Numerical solution of the two-dimensional Calderon problem for domains close to a disk
Vladimir A. Sharafutdinov, Konstantin V. Storozhuk
TL;DR
This work addresses the 2D Calderón problem by focusing on simply connected domains near the unit disk and reformulating the inverse boundary-value problem in terms of a planar, flat-metric immersion. The authors derive a nonlinear condition $\mathcal{H}_\gamma\gamma=\gamma$ for the boundary parametrization $\gamma$ using the DtN-map through the Hilbert transform $\mathcal{H}_\gamma=D^{-1}\Lambda_\gamma$, alongside the constraint $|\frac{d\gamma}{ds}|=1$, and solve a finite-dimensional Fourier system to recover the boundary curve. A uniqueness result for the boundary traces of holomorphic functions ensures the reconstruction corresponds to the intended domain up to rigid motions. Numerical experiments on ellipses, dents, and asymmetric boundaries illustrate that small boundary deviations dramatically affect the DtN-map and demonstrate the method’s effectiveness for domains close to the disk, while also underscoring sensitivity to initialization and forward-problem accuracy. Overall, the paper provides a practical, Fourier-based pathway to numerically solving the Calderón problem in the near-disk regime and clarifies the intrinsic sensitivity of boundary measurements to geometry.
Abstract
For a compact Riemannian surface $(M,g)$ with non-empty boundary $Γ$, the Dirichlet-to-Neumann operator (DtN-map) $Λ_g:C^\infty(Γ)\to C^\infty(Γ)$ is defined by $Λ_gf=\left.\frac{\partial u}{\partialν}\right|_Γ$, where $ν$ is the unit outer normal vector to the boundary and $u$ is the solution to the Dirichlet problem $Δ_gu=0,\ u|_Γ=f$. The Calderón problem consists of recovering a Riemannian surface from its DtN-map.

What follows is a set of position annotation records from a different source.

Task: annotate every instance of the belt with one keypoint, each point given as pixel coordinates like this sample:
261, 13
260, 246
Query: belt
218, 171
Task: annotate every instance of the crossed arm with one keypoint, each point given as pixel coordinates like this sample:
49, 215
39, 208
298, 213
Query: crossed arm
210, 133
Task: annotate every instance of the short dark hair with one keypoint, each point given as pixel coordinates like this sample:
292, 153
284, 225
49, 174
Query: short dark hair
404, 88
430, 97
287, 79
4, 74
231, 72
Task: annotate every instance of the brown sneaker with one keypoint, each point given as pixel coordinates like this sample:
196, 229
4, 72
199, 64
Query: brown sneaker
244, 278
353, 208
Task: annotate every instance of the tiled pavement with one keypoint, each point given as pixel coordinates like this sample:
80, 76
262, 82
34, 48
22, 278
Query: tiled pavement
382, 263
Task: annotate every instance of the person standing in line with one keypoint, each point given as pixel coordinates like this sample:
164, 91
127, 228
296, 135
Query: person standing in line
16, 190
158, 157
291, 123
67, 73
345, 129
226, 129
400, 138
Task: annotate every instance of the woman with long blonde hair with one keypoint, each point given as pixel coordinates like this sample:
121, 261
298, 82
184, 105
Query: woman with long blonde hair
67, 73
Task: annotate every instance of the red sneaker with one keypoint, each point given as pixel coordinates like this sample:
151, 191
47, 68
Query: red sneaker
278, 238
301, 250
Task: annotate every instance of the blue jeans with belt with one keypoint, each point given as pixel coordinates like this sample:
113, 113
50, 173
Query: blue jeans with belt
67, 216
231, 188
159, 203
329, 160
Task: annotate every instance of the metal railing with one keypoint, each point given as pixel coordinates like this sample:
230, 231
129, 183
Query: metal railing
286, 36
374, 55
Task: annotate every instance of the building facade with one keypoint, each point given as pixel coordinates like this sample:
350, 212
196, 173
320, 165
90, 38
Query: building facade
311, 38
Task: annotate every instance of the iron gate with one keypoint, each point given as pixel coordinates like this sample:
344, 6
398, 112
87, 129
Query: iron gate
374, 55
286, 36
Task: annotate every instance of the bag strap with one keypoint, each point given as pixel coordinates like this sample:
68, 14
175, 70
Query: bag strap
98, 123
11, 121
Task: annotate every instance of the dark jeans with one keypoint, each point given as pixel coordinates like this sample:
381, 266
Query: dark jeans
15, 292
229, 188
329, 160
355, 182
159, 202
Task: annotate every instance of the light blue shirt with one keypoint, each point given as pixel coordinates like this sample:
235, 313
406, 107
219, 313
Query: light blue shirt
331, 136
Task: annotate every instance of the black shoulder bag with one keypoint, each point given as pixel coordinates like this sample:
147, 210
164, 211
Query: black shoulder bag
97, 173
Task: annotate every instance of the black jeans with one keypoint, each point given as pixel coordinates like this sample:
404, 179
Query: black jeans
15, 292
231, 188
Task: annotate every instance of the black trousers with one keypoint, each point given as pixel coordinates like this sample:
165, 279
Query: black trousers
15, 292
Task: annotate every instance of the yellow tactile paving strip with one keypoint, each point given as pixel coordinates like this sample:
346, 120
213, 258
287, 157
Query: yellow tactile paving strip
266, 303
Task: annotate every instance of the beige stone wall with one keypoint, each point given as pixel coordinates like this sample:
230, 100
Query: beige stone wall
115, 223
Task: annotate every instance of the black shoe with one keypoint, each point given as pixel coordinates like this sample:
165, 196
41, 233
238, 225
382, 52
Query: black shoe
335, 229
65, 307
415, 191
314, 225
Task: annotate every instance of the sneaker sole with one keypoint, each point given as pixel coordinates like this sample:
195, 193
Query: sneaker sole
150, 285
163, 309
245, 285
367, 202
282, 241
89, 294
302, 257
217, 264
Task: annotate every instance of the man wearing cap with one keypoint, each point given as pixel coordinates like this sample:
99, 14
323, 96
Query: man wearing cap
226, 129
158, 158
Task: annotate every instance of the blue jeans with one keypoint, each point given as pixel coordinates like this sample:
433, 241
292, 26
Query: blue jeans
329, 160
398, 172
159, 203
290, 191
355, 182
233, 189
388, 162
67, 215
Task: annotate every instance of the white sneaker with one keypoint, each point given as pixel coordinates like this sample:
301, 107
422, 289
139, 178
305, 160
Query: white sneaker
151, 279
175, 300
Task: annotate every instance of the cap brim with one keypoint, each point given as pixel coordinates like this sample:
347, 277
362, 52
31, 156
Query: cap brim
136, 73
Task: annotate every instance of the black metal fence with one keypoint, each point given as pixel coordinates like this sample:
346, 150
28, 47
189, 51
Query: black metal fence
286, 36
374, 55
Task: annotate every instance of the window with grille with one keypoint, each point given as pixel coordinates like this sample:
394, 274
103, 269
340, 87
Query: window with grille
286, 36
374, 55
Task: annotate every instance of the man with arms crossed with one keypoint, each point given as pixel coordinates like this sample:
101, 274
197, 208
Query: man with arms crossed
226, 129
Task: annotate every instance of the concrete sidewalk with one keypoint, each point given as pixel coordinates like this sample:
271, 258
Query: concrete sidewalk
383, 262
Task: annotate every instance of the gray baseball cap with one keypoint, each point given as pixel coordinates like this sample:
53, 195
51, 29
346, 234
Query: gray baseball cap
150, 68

It is well known that $(M,g)$ is determined by $Λ_g$ uniquely up to a conformal equivalence. We suggest a method for numerical solution of the Calderón problem. The method works well at least for Riemannian surfaces $(M,g)$ close to $({D},e)$, where ${D}=\{(x,y)\mid x^2+y^2\le1\}$ is the unit disk and $e=dx^2+dy^2$ is the Euclidean metric. Our numerical examples confirm the statement: the DtN-map is very sensitive to small deviations of the shape of a domain.